April 14, 2004| Carpio
FC 148

DOCTRINE: Under Article 148, proof of actual contribution by both parties is required, otherwise there is no co-ownership and no
presumption of equal sharing

 Plaintiff Eusebia Napisa Retuya, is the legal wife of defendant Nicolas Retuya, having been married to the latter on October 7,
1926. During their marriage they acquired real properties (A LOT).
 In 1945, defendant Nicolas Retuya no longer lived with his legitimate family and cohabited with defendant, Pacita Villanueva,
wherein defendant, Procopio Villanueva, is their illegitimate son. Nicolas, then, was the only person who received the income of
the properties.
 Defendant, Pacita Villanueva, from the time she started living in concubinage with Nicolas, has no occupation, she had no
properties of her own from which she could derive income.
 From the time defendant Nicolas Retuya suffered a stroke on January 27, 1985 and until the present, it is defendant Procopio
Villanueva, one of Nicolas’ illegitimate children who has been receiving the income of these properties.
 Witness Natividad Retuya went to Procopio and told defendant, that their father was already incapacitated and they had to talk
things over and the latter refused.
 The trial court rendered its Decision on 16 February 1994 in favor of Eusebia declaring the properties as conjugal and Eusebia as
the sole administrator thereof.
 Petitioners appealed the trial court’s decision to the Court of Appeals.
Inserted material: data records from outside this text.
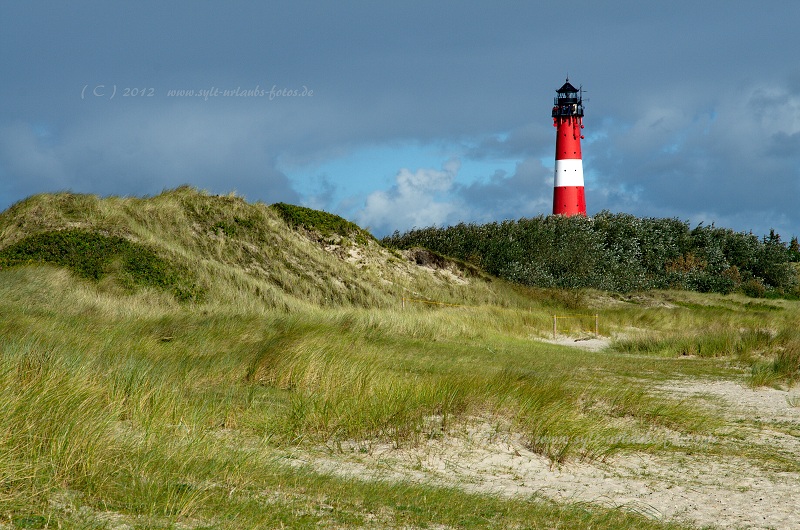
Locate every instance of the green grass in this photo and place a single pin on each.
(130, 407)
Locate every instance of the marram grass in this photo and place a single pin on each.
(135, 408)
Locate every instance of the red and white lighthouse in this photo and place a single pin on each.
(568, 194)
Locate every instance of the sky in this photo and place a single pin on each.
(409, 114)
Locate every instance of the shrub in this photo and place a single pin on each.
(92, 255)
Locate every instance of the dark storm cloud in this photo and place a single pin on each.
(692, 108)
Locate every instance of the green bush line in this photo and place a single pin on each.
(93, 256)
(617, 252)
(325, 223)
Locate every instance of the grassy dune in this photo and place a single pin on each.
(126, 403)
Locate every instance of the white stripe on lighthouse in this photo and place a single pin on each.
(569, 172)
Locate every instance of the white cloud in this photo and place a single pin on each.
(415, 200)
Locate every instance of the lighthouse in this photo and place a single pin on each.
(568, 194)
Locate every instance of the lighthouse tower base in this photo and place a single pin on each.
(569, 200)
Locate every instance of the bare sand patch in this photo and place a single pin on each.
(695, 488)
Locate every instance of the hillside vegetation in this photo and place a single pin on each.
(619, 252)
(196, 361)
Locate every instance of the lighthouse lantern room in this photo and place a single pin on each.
(568, 192)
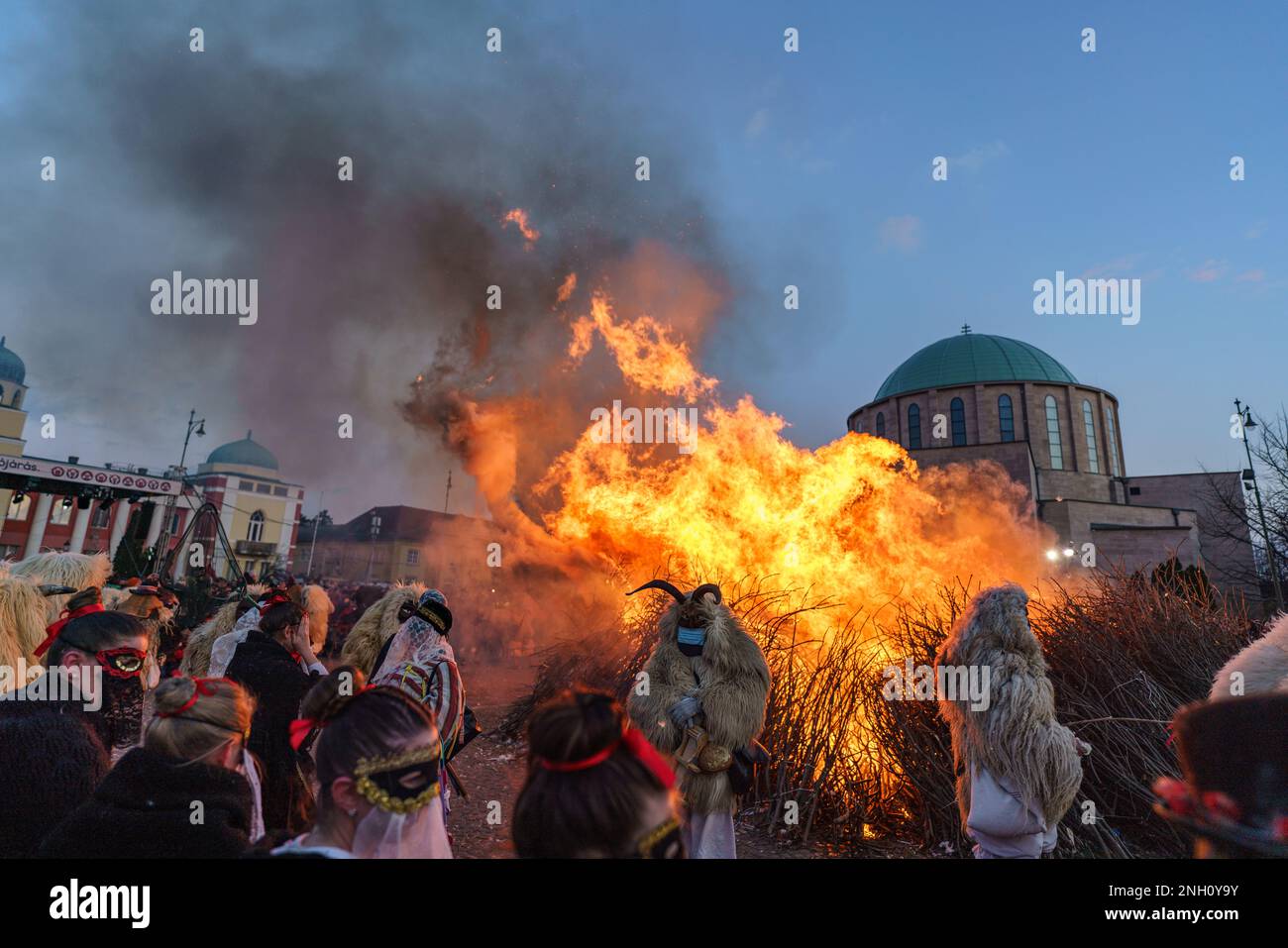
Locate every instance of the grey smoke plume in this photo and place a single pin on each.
(223, 163)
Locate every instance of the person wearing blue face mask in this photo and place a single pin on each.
(703, 700)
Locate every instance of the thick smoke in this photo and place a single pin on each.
(224, 163)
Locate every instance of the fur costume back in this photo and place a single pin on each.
(376, 626)
(22, 623)
(1018, 737)
(1263, 664)
(318, 605)
(733, 691)
(196, 653)
(75, 570)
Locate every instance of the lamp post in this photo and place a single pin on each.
(1245, 421)
(197, 425)
(375, 535)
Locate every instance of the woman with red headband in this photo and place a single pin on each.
(188, 791)
(94, 665)
(377, 772)
(595, 788)
(270, 665)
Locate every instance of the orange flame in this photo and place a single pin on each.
(519, 218)
(855, 519)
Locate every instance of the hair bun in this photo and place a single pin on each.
(576, 725)
(174, 693)
(91, 595)
(331, 695)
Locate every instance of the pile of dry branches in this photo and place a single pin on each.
(850, 767)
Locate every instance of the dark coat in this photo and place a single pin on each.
(51, 760)
(145, 809)
(268, 672)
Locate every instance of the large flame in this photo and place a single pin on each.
(854, 522)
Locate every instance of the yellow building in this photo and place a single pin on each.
(258, 510)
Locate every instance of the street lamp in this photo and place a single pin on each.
(1250, 474)
(197, 425)
(375, 535)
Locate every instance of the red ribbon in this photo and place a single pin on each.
(204, 685)
(636, 745)
(301, 728)
(54, 629)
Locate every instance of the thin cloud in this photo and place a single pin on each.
(1210, 272)
(902, 233)
(979, 156)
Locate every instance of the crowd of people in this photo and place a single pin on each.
(253, 734)
(237, 740)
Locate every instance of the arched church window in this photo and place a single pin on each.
(1089, 424)
(1006, 417)
(1115, 466)
(913, 427)
(1054, 434)
(958, 412)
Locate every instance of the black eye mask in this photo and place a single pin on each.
(665, 841)
(400, 784)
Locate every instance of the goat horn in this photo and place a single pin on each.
(662, 584)
(696, 595)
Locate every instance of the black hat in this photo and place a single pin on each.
(1234, 759)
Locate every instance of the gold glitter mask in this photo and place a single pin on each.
(402, 782)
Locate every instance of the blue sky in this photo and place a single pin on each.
(814, 168)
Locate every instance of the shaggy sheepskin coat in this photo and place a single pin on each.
(22, 625)
(377, 625)
(1263, 665)
(1016, 747)
(733, 690)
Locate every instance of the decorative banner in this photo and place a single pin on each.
(95, 476)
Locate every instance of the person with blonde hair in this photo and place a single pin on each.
(191, 790)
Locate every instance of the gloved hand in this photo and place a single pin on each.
(686, 710)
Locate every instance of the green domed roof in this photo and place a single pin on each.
(969, 359)
(245, 453)
(11, 366)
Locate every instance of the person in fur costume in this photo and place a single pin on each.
(72, 570)
(378, 623)
(1018, 768)
(201, 640)
(149, 605)
(704, 702)
(320, 607)
(1261, 668)
(22, 626)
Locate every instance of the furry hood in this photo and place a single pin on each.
(1017, 738)
(201, 640)
(1263, 665)
(728, 649)
(22, 621)
(75, 570)
(376, 626)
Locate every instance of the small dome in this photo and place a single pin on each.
(244, 453)
(970, 359)
(11, 366)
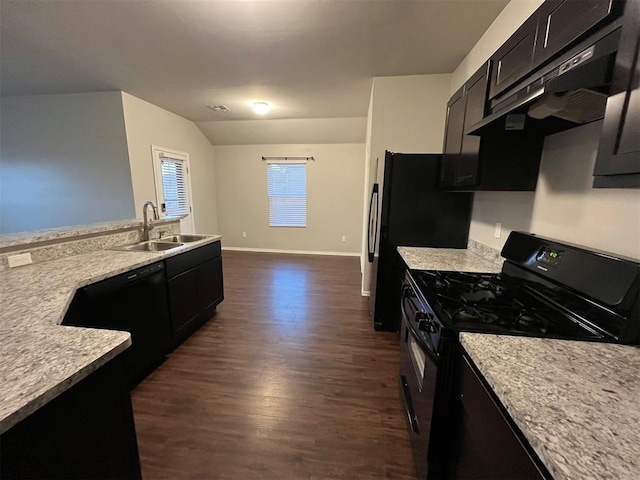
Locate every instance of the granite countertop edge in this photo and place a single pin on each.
(69, 232)
(447, 259)
(579, 413)
(22, 319)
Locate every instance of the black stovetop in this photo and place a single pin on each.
(497, 303)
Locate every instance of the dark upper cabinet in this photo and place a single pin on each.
(514, 59)
(618, 160)
(454, 131)
(508, 161)
(553, 28)
(560, 22)
(486, 444)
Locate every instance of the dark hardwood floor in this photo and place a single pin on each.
(287, 381)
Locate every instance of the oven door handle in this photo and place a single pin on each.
(417, 317)
(406, 396)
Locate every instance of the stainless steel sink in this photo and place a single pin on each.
(151, 246)
(186, 238)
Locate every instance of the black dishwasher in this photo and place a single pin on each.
(136, 302)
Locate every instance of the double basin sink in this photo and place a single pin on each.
(163, 244)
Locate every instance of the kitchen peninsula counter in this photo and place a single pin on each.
(40, 357)
(448, 259)
(577, 403)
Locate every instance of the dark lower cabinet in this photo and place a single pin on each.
(618, 160)
(85, 433)
(196, 288)
(136, 302)
(485, 443)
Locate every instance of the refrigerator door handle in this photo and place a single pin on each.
(373, 223)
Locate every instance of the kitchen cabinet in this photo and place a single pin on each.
(86, 432)
(514, 59)
(553, 28)
(136, 302)
(618, 159)
(506, 161)
(485, 442)
(195, 285)
(561, 22)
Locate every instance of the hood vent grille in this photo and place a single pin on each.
(579, 106)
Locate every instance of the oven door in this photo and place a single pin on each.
(418, 369)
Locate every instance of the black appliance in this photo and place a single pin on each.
(545, 289)
(413, 213)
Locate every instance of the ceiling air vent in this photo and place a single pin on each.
(219, 108)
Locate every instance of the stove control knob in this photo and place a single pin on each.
(426, 326)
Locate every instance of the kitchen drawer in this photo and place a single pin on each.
(191, 259)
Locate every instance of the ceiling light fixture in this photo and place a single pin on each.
(219, 108)
(261, 108)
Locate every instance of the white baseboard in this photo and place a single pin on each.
(293, 252)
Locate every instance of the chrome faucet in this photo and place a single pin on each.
(148, 223)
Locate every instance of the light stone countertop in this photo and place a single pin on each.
(39, 358)
(447, 259)
(577, 403)
(52, 234)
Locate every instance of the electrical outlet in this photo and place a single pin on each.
(19, 260)
(497, 233)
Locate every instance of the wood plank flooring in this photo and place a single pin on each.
(287, 381)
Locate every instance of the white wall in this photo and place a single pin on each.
(406, 115)
(334, 197)
(564, 206)
(63, 161)
(146, 125)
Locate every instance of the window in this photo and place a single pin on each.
(174, 187)
(171, 170)
(287, 189)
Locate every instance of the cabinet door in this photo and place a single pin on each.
(453, 139)
(210, 291)
(485, 445)
(513, 60)
(183, 298)
(475, 101)
(560, 22)
(618, 160)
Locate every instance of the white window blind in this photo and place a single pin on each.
(287, 188)
(174, 186)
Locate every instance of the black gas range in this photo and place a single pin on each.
(545, 289)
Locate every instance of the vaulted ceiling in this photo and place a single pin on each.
(307, 58)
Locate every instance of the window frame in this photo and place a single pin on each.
(270, 196)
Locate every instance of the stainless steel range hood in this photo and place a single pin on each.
(568, 92)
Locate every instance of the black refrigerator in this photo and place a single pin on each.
(410, 210)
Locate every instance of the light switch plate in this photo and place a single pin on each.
(19, 260)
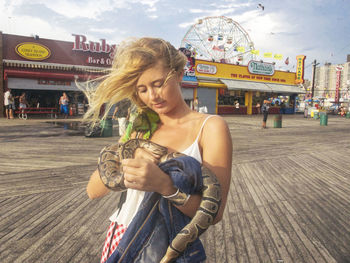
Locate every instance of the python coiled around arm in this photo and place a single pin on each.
(109, 165)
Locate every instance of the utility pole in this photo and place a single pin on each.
(314, 64)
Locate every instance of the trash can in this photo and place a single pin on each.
(323, 119)
(107, 127)
(277, 121)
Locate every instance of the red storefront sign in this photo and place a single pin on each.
(337, 85)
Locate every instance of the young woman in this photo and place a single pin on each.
(149, 72)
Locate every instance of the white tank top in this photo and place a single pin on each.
(135, 197)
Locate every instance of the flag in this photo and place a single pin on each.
(219, 48)
(286, 61)
(240, 49)
(278, 56)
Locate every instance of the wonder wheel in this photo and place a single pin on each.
(219, 39)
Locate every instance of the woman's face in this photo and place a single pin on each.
(159, 94)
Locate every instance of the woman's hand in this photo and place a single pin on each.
(143, 173)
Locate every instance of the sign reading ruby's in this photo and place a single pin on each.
(33, 51)
(81, 44)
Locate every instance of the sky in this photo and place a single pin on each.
(318, 29)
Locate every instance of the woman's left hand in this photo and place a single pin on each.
(143, 174)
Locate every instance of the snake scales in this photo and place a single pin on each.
(109, 165)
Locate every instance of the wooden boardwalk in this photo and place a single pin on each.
(289, 199)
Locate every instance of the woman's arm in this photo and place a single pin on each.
(217, 156)
(95, 187)
(143, 174)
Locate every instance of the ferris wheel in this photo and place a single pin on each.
(219, 39)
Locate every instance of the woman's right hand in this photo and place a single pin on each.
(141, 153)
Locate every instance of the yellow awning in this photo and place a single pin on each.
(262, 87)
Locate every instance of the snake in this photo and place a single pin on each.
(109, 167)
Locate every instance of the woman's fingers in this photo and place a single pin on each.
(141, 153)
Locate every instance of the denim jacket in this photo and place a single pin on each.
(157, 221)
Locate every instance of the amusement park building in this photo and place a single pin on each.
(221, 86)
(45, 68)
(333, 82)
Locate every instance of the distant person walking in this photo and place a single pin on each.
(121, 113)
(9, 104)
(64, 100)
(265, 111)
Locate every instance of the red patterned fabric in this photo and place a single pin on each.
(112, 240)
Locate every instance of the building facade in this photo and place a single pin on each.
(332, 82)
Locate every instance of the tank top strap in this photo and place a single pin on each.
(203, 123)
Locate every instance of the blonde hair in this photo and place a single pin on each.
(133, 57)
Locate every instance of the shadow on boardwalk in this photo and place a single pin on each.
(289, 198)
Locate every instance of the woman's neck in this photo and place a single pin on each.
(175, 116)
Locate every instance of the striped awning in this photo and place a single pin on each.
(55, 66)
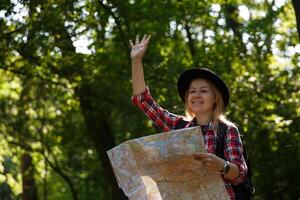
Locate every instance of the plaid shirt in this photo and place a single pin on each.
(167, 121)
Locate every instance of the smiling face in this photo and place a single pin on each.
(200, 98)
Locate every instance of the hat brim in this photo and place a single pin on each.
(188, 76)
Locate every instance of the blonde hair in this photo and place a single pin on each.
(218, 109)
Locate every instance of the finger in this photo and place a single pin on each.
(137, 39)
(131, 43)
(202, 155)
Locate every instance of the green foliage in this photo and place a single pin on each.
(56, 98)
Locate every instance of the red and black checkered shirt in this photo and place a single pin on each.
(166, 121)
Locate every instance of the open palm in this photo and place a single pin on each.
(139, 48)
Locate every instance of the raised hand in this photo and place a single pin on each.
(138, 48)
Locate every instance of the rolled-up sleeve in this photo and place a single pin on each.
(234, 153)
(165, 120)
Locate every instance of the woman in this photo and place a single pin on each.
(205, 96)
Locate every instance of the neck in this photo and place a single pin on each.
(203, 119)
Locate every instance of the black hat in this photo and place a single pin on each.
(187, 76)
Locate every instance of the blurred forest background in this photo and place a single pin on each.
(65, 87)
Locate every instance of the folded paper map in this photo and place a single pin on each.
(161, 167)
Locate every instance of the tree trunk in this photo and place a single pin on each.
(28, 182)
(99, 132)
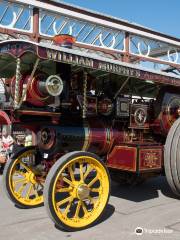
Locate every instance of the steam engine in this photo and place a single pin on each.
(128, 131)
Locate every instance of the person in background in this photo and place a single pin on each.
(28, 139)
(18, 145)
(7, 142)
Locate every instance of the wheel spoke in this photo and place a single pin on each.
(19, 173)
(92, 200)
(28, 169)
(93, 181)
(15, 182)
(35, 191)
(67, 208)
(84, 207)
(68, 199)
(64, 190)
(95, 190)
(89, 169)
(68, 181)
(71, 173)
(81, 171)
(29, 191)
(77, 209)
(20, 190)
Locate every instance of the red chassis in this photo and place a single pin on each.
(89, 114)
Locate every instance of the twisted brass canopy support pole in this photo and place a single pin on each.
(17, 83)
(84, 108)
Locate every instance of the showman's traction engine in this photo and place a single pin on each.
(95, 110)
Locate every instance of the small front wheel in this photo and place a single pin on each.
(22, 183)
(77, 190)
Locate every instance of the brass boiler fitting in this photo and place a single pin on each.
(93, 136)
(41, 90)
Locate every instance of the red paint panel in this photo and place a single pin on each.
(4, 118)
(123, 157)
(150, 158)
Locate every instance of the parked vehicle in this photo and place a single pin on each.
(96, 114)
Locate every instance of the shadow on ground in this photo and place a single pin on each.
(143, 192)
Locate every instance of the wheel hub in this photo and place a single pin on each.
(31, 178)
(83, 192)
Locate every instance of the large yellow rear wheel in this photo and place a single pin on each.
(23, 184)
(77, 190)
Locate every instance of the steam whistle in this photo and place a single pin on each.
(41, 90)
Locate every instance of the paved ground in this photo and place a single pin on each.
(151, 206)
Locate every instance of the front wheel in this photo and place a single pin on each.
(22, 183)
(77, 190)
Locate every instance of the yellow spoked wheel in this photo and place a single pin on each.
(23, 183)
(77, 190)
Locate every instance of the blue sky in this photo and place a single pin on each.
(160, 15)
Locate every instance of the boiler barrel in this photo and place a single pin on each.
(94, 137)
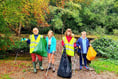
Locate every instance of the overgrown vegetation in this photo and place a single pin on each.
(106, 47)
(102, 65)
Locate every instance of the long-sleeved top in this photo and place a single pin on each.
(52, 44)
(69, 39)
(84, 44)
(35, 36)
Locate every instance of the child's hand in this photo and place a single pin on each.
(24, 39)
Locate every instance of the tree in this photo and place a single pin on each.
(19, 13)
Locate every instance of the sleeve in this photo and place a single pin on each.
(88, 43)
(28, 41)
(62, 43)
(77, 43)
(54, 44)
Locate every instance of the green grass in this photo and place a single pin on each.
(101, 65)
(6, 76)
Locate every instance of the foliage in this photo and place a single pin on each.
(18, 46)
(101, 65)
(66, 17)
(106, 48)
(20, 13)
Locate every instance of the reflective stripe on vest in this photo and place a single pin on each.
(33, 42)
(69, 46)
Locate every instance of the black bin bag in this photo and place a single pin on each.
(64, 69)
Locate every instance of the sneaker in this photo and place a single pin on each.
(42, 69)
(53, 68)
(49, 66)
(80, 67)
(86, 67)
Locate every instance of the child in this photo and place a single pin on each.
(51, 48)
(83, 44)
(33, 41)
(69, 42)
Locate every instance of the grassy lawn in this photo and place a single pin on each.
(101, 65)
(6, 76)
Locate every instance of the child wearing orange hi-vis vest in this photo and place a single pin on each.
(83, 44)
(51, 48)
(33, 41)
(69, 42)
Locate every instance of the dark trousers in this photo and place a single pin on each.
(69, 58)
(85, 60)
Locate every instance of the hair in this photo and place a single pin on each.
(67, 31)
(35, 28)
(51, 32)
(83, 32)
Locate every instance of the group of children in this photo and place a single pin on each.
(68, 41)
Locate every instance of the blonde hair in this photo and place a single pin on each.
(51, 32)
(83, 32)
(67, 31)
(35, 28)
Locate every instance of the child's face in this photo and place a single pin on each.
(50, 34)
(83, 34)
(68, 33)
(35, 31)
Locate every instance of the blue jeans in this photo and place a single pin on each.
(85, 60)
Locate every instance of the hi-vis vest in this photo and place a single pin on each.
(33, 42)
(69, 46)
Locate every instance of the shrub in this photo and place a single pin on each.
(106, 48)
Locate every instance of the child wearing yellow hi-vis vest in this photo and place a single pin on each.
(33, 41)
(69, 42)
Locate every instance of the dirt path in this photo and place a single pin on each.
(23, 69)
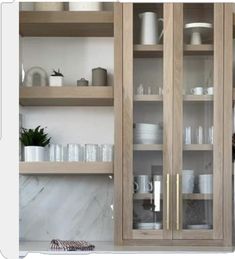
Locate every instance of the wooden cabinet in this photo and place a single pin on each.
(176, 180)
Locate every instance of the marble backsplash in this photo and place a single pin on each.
(66, 207)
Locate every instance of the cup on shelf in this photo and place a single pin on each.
(143, 184)
(56, 153)
(91, 152)
(210, 135)
(140, 89)
(209, 91)
(73, 152)
(197, 91)
(206, 183)
(106, 152)
(187, 181)
(199, 135)
(188, 135)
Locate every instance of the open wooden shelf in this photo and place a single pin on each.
(148, 51)
(198, 98)
(188, 196)
(147, 147)
(197, 196)
(44, 168)
(148, 98)
(198, 147)
(203, 49)
(66, 96)
(66, 24)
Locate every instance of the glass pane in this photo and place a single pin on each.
(147, 118)
(197, 173)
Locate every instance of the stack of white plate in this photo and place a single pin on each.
(148, 225)
(145, 133)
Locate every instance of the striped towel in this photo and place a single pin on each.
(68, 245)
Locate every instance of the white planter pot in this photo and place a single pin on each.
(34, 154)
(56, 81)
(50, 6)
(85, 6)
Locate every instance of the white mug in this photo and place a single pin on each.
(209, 91)
(187, 181)
(187, 135)
(206, 183)
(197, 91)
(143, 184)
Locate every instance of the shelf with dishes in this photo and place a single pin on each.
(185, 196)
(66, 96)
(65, 168)
(66, 24)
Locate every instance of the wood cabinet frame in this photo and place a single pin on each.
(173, 51)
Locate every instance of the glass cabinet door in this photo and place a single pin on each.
(147, 109)
(198, 131)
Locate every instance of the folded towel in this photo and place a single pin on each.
(68, 245)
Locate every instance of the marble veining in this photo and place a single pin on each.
(66, 207)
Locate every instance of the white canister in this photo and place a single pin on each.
(187, 181)
(149, 28)
(33, 153)
(206, 183)
(56, 81)
(85, 6)
(48, 6)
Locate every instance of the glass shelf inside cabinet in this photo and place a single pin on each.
(198, 119)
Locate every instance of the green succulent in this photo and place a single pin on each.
(34, 137)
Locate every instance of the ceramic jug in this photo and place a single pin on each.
(149, 28)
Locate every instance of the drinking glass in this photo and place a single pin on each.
(56, 152)
(91, 153)
(73, 152)
(199, 135)
(188, 135)
(106, 152)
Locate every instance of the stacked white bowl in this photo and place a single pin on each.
(145, 133)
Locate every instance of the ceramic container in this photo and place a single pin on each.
(99, 76)
(56, 81)
(85, 6)
(149, 28)
(34, 153)
(82, 82)
(48, 6)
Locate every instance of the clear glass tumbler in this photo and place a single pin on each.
(91, 152)
(106, 152)
(73, 152)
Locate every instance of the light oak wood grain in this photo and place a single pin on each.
(118, 107)
(66, 24)
(66, 96)
(228, 91)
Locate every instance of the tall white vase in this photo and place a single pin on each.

Eusebia died on 23 November 1996. Heirs substituted.
 CA affirmed.
ISSUE: Kindly indicate as well the answer to the issue (i.e., Yes/No)
 Whether the presumption under Art 148 in favor of the co-ownership should be applied to the properties (in particular, to Lot
152 which they claim to be Pacita’s exclusive property)
 Article 105 of the Family Code explicitly mandates that the Family Code shall apply to conjugal partnerships established before
the Family Code without prejudice to vested rights already acquired under the Civil Code or other laws. Thus, under the Family
Code, if the properties are acquired during the marriage, the presumption is that they are conjugal (Art 116). The burden of proof
is on the party claiming that they are not conjugal.
 Moreover, on whether Lot No. 152 is conjugal or not, the answer came from petitioners themselves. Nicolas and Eusebia were
married on 7 October 1926. Nicolas and Pacita started cohabiting in 1936. Eusebia died on 23 November 1996. Pacita and
Nicolas were married on 16 December 1996. Petitioners themselves admit that Lot No. 152 was purchased on 4 October
1957.25 The date of acquisition of Lot No. 152 is clearly during the marriage of Nicolas and Eusebia.
 The cohabitation of a spouse with another person, even for a long period, does not sever the tie of a subsisting previous marriage.
 Finally, petitioners’ reliance on Article 148 of the Family Code is misplaced. A reading of Article 148 readily shows that there must
be proof of “actual joint contribution” by both the live-in partners before the property becomes co-owned by them in proportion
to their contribution. The presumption of equality of contribution arises only in the absence of proof of their proportionate
contributions, subject to the condition that actual joint contribution is proven first. Simply put, proof of actual contribution by both
parties is required, otherwise there is no co-ownership and no presumption of equal sharing.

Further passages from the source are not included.